Ki, Sözcü bu olayları kronolojisiyle beraber resmetmiştir.
Bugün Ayasofya’nın ibadete açılmasına sevinen binler hatta milyonlarca insan var.
Dolayısıyla Sözcü’nün bu haberi iktidara dolaylı yoldan can suyu olmuştur.
*
Bakmayın siz Cumhurbaşkanının “Sözcü okumayın, para verip almayın” dediğine…
Zaten kendi kitlesi kuruş verip almaz, okumaz.
Okuyan kitle ise Erdoğan öyle dedi diye tam sahiplenmeyle Sözcü’yü bağrına basar.
Özellikle son dönemlerde “merkez” medya olma iddiasında bulunan Sözcü’nün yaptığı hata
Erdoğan tarafından tolore edilmeyecek bir şey değil.
Kaldı ki Sözcü bu olay haricinde gayet merkezi bir çizgide ilerliyor.
Erdoğan da bunu görüyor.
o yüzden boşuna boykot etmeyin!
****************************
YENİLENDİK…
2021’in başta sevdiklerimize, sonra şehrimize, ülkemize ve tüm dünyaya güzellikler getirmesini diliyorum.
Pek çok yönüyle bir önceki yılı aratmayan günler yaşarız inşallah.
Aslında 2020’de çok kötü şeyler yaşamış olsakta hatırlanacak iyi yanların da olduğu bir yıl oldu kendi adıma.

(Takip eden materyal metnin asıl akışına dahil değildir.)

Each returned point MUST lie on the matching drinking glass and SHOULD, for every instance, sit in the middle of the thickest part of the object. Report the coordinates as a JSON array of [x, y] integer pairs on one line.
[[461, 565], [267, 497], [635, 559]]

Hayatın bir sürü karmaşası arasında kaybolup gidiyormuşuz meğer.
Ama pandemi günlerinde gördük ki hayat bir gün, o da bugün.
Uzun vadeli planlar programlar tabiki yaşamın bir parçası.
Ancak yarını düşünürken bugün neler kaçırdığımızın da farkına varmalı insan.
Sizi bilmiyorum fakat 2020 senesi benim adıma derslerle dolu bir yıl oldu.
Artık hayatla daha az inatlaşıyorum.
Empatinin gücüne inanıyorum.
Bunların hepsi yaşayarak edinilen tecrübelerin yansımasıdır.
Yaşadım, deneyimledim, öğrendim ve uyguluyorum.
*
Yeni yıl yenilik demek dedik.
Yedi yıldan beri sizlere hizmet verdiğimiz, baskı gazetesi olmadan, ilk interaktif gazetesi olma özelliğindeki sitemizi yeniledik.
Özellikle şartların çok daha ağırlaştığı pandemi döneminde alt yapıya kaynak ayırmak elbette kolay olmadı.
Ama ekmek teknemize yatırım yapmazsak, gelişimi takip etmezsek başarılı olamayız.
Bu nedenle üzerimize düşeni yaptık ve yenilendik.
Kocaeli’deki pek çok yerel gazetenin olduğu gibi biz de yerel bir firma olan Daktilo yazılım ile yol yürümeye başladık.
Birkaç gün içinde yenilenmiş halimizle sizlere en iyisini sunmak için çalışmalara başlıyoruz.
Günlerdir arka planda hazırlıkların sürdüğü sitemize emek veren arkadaşlarımıza ayrı ayrı teşekkür ediyorum.
İnşallah beğeneceğiniz, aradığınızı kolayca bulacağınız, reklama boğulmayan, sade ve net bir “e-gazete” olacak.
Bir süre acemilik çekebiliriz, el melekesi kazanana kadar hata yapabiliriz.
Şimdiden affınıza sığınıyor ve varsa önerilerinizi bekliyorum.